Robert D. Mecum, Acting Regional Administrator for the Alaska Region of NOAA Fisheries Service, informed that this decision continues the historic use of bowhead whales for Alaska Natives’ subsistence and cultural traditions. The International Whaling Commission approved an overall five-year subsistence catch limit for the Western Arctic stock of bowhead whales based upon the needs of Native hunters in Alaskan villages and in Russian villages along the Chukotka Peninsula. This has been done under the International Convention for the Regulation of Whaling.
NOAA Fisheries has approved the 2008 strike quota of 67 whales. On February 4, 2008, NOAA Fisheries has issued a final Environmental Impact Statement that analyzed subsistence harvests of the Western Arctic stock of bowhead whales for the years 2008 through 2012 under the Whaling Convention Act, and under a cooperative agreement with the Alaska Eskimo Whaling Commission.

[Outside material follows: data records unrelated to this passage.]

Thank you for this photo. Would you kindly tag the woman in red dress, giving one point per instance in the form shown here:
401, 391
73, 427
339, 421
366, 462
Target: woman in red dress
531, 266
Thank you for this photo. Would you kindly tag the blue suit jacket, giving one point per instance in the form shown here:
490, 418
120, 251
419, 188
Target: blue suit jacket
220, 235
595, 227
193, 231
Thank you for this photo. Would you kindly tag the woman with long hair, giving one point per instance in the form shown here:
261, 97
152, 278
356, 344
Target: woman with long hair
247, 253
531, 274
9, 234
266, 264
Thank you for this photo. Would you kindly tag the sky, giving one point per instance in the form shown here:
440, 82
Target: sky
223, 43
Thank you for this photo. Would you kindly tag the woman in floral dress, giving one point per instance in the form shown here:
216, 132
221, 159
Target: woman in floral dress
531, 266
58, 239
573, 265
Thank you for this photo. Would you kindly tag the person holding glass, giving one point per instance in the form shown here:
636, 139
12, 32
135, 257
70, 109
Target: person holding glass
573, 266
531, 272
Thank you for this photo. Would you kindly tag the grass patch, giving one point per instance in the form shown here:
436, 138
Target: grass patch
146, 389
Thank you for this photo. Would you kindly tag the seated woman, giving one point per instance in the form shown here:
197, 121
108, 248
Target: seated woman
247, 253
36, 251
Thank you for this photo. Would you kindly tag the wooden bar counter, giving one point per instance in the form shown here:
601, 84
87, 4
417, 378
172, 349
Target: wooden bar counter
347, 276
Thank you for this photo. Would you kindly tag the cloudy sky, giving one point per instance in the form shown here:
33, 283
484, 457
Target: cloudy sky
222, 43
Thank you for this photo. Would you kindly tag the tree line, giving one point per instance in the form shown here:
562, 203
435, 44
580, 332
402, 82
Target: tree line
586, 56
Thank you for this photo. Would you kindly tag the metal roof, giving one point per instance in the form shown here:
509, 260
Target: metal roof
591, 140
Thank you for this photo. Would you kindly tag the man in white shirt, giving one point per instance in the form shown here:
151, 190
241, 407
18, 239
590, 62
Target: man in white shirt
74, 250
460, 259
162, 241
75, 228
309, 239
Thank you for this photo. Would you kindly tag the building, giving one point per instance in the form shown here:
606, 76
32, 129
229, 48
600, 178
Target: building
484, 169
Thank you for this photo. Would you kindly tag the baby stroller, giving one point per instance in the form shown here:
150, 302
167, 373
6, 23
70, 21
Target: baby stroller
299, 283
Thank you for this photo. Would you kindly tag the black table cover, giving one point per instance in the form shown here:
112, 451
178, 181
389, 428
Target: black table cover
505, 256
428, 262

NOAA’s National Marine Fisheries Service (NOAA Fisheries Service) is dedicated to protecting and preserving America’s living marine resources through scientific research, management, enforcement, and the conservation of marine mammals and other protected marine species and their habitat. the public comment on the above issue has been submitted last month and soon the action would be taken to preserve the hunting of bowhead whales in Alaska.